Colombo (AsiaNews) – Sri Lankan Christians yesterday marked the second anniversary of the Easter Sunday bombings of three churches and three luxury hotels.
Archbishop Malcolm Cardinal Ranjith led the prayer, accompanied by Auxiliary Bishop Anton Ranjith, at the St Anthony's Shrine in the capital.
Two other auxiliary bishops, J. D. Anthony and Maxwell Silva, co-celebrated the service at St Sebastian's Church in Katuwapitiya.
Last night, at the end of mass at St Sebastian's Church in Katuwapitiya, the Catholic Bishops' Conference of Sri Lanka sent a letter to Pope Francis asking him to recognise as martyrs those who died in the attacks.
In the morning, the families of the victims gathered in the two churches hit in Colombo and Negombo, wearing mourning black.
At 8.45 am, to coincide with the explosion of the first bomb, a minute of silence and commemoration was held, accompanied by the chime of bells. At the end, those present lit candles and offered flowers in memory of the dead.
In Kochchikade, the Archbishop of Colombo celebrated in English and Sinhala the memorial service in front of numerous ambassadors and officials.
In his address, he pointed out that religious extremism is a useful tool for players in global geopolitics and their local agents to achieve their goals. One of them, sowing tensions among different religions, has failed.
“People have defeated the attempt made by different political and other forces to create animosity between Christians, Sinhalese and Muslims,” the prelate said. “It is important that we work together as religions and not one against one another.”
Speaking about the report by the commission of inquiry and the ongoing investigation, the cardinal said that “What impedes a transparent process of inquiry into this matter is political posturing and the need to safeguard alliances.”
In the evening, more than 500 Catholic priests from all of Sri Lanka’s dioceses recited the rosary during a procession in Negombo from the Maris Stella College to St Sebastian's Church in Katuwapitiya.
A chariot with the statue of the Risen Christ damaged in the explosion travelled at the head of the procession while one carrying Our Lady followed at the end.
Card Ranjith, all the Catholic bishops, Anglican and Methodist clerics, Muslim Moulavi and Hindu Kurukkal, several Buddhist monks and several believers joined the procession.
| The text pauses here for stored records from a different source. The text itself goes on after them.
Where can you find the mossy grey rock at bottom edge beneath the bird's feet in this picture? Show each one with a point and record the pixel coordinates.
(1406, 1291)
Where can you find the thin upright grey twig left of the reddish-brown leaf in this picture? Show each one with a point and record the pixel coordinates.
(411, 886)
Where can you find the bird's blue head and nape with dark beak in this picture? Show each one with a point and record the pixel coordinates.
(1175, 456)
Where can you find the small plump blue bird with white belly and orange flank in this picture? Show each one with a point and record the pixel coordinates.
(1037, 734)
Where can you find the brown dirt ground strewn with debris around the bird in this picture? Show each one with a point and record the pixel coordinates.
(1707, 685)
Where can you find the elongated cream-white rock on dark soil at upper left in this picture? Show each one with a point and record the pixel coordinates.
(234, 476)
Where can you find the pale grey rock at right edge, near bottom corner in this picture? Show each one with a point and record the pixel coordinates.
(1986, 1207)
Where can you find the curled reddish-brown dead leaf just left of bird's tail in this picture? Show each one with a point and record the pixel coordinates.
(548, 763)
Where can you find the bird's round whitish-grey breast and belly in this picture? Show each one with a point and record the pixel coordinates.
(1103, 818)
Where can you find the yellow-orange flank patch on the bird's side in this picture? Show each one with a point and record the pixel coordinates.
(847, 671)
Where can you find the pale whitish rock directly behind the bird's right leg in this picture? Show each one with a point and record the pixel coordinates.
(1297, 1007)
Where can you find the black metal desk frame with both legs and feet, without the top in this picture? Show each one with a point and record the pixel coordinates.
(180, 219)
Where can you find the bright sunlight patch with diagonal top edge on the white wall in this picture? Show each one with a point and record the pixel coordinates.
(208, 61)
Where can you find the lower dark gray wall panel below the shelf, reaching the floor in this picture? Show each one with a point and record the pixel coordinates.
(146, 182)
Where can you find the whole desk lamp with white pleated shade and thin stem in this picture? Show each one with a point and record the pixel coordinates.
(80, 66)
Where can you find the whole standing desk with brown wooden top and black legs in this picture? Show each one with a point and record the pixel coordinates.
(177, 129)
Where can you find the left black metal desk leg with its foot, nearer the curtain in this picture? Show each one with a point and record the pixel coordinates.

At the end came the blessing of the new chapel and David Watta cemetery in Katuwapitiya.
Meanwhile, the Negombo Citizens' Coalition held a silent protest yesterday morning from 8 am to 9.30 am, on the main road not far from the St Sebastian's Church in Katuwapitiya.
Herman Kumara, a representative of the Coalition, told AsiaNews how “the current government came to power with great hope (of justice) for the victims of the Easter Sunday attacks. They said they would find the masterminds of the attacks, arrest them and enforce the law.
“So far, that law has not been applied,” he added. “We don't trust what they say, what they do. [. . .] Those arrested have been released. In doing so, justice long hoped for by the oppressed and the rest of the country will never be achieved. We want the truth.”